Tenue par la main, Rosalie entre dans mon bureau.

Rosalie a quarante ans. Béret en Phentex bleu, la moitié du visage caché, Rosalie est visiblement désorientée.

  • Ma sœur est très médicamentée, elle sort d’une longue hospitalisation… On crie « au secours » tout partout. Ma sœur est dépressive depuis quatre ans. Elle ne sort plus de cet état-là.

 

Plus j’écoute le récit de Rosalie, plus je me dis que ce n’est pas de mon ressort : je dois la référer. Pendant ce temps, j’observe Rosalie et le seul œil disponible à ma vue est vide. Vraiment vide.

  • Madame, dis-je à la sœur de Rosalie, la demande que vous me faites dépasse mes compétences.
  • C’est justement son psychiatre qui nous a dit de venir vous voir. Il peut vous faire parvenir son dossier si vous voulez…
  • Rosalie a de la chance de vous avoir comme sœur. Vous être entrée ici avec elle par la main comme une maman qui prend soin de son enfant. C’est beau et cela me touche vraiment. Y’a beaucoup d’amour dans votre demande.
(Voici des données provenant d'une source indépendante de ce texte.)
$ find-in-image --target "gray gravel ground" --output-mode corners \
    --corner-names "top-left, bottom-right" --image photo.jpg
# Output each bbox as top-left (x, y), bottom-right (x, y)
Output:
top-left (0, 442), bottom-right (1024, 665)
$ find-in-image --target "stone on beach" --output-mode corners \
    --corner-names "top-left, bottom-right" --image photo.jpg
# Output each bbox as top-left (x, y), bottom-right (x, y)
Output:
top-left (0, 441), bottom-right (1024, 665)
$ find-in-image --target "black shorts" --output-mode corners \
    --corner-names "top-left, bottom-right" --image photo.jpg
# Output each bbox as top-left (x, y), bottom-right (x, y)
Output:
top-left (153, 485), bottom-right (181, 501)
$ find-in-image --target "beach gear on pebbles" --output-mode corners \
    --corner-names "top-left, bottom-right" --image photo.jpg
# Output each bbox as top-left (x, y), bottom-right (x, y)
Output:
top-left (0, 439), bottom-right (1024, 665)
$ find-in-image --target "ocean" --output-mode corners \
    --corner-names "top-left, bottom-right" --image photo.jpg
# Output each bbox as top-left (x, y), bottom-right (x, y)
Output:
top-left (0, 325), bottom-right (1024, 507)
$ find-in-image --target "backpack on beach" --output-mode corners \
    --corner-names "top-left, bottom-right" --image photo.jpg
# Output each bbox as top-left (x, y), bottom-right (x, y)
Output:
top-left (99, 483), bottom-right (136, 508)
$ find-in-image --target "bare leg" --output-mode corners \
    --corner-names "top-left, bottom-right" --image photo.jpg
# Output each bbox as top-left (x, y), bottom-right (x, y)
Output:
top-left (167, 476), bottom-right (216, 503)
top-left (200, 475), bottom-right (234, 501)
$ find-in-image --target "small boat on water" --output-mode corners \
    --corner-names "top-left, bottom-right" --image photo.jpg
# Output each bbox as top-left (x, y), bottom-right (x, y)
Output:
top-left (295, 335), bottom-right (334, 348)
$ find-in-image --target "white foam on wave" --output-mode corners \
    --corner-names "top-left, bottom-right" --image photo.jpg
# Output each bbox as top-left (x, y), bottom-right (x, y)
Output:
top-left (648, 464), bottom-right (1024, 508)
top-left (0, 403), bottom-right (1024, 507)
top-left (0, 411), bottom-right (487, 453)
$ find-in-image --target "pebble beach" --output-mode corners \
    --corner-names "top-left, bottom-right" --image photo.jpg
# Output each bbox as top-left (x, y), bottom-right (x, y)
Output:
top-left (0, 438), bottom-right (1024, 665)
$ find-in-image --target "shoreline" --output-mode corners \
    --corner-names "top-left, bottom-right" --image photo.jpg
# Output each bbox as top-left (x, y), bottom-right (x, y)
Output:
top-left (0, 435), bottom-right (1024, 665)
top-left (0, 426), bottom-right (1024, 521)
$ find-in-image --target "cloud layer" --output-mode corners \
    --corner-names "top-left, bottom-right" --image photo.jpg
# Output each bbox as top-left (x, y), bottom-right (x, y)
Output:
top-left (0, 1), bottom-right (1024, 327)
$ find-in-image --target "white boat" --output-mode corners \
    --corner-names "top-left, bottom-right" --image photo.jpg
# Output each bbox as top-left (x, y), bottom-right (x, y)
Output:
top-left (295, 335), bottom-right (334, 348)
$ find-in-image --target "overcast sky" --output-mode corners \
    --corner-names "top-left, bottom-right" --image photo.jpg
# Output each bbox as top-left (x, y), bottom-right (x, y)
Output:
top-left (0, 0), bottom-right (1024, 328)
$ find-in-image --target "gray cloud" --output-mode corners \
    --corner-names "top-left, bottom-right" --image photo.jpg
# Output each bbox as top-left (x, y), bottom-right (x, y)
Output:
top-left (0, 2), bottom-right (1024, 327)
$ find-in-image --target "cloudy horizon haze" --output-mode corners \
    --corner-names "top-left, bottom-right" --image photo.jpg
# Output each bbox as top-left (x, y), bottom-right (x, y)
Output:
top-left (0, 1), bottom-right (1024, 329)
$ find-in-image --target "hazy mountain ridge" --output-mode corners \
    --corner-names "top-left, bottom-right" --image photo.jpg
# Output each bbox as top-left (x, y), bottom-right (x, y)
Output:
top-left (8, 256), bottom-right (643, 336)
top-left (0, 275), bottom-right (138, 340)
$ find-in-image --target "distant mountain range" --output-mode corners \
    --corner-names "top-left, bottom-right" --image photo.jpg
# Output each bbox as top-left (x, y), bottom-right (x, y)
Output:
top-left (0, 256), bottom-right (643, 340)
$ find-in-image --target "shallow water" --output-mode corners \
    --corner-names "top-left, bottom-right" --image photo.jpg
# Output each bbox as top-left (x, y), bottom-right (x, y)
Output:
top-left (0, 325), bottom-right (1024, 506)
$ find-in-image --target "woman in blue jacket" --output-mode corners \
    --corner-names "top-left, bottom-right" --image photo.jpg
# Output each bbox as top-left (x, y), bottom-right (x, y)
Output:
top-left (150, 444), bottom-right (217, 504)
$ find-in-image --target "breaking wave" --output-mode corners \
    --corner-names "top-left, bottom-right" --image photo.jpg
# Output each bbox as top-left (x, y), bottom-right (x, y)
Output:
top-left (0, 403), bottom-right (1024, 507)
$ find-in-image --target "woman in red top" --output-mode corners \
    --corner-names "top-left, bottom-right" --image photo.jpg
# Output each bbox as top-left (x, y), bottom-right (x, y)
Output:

Je suis désolée, mais pour accompagner Rosalie, j’aurais besoin de voir ou de sentir un microdésir, un filet de volonté chez elle. Vous et son psychiatre, vous voulez de bonnes choses pour elle; Rosalie, que veut-elle pour elle-même?

 

Je me tourne vers Rosalie et m’adresse maintenant à elle :

  • Rosalie, je vois bien que ta souffrance est immense. Tu es prisonnière des médicaments, ça aussi je le vois. Tu es venue jusqu’à moi avec ta sœur par la main. Elle t’aime beaucoup. Moi aussi je t’aime déjà… Je sais que tu ne peux pas parler, que tu ne peux pas rebondir. Peut-être y a-t-il un petit espoir quelque part en dedans de toi… l’espoir de te sentir mieux, loin de cet enfer, prisonnière des médicaments et de la souffrance?

 

Je continue de signifier à sa sœur que, visiblement, je ne pourrai pas travailler avec Rosalie. Que la situation relève d’un psychiatre ou d’une autre compétence que la mienne.

 

À cet instant, mon cœur chavire. Mon regard vient de rencontrer celui de Rosalie. Un minuscule filet de vie… Rosalie, l’espace d’un souffle, d’un silence, me regarde. Une émotion incommensurable m’envahit. Je m’entends dire à Rosalie :

  • On prendra le temps que ça prendra. Toi et moi, ensemble, nous trouverons la lumière. Je viens d’en voir un petit morceau dans tes yeux. Donc, je sais qu’elle existe quelque part en toi.

 

Aujourd’hui, Rosalie a quitté la majorité de ses médicaments. Elle fait son premier arbre de Noël en quatre ans, met des mots sur la violence qui habitait sa maison et qui la tuait, réorganise sa vie et va là où la lumière et la paix existent.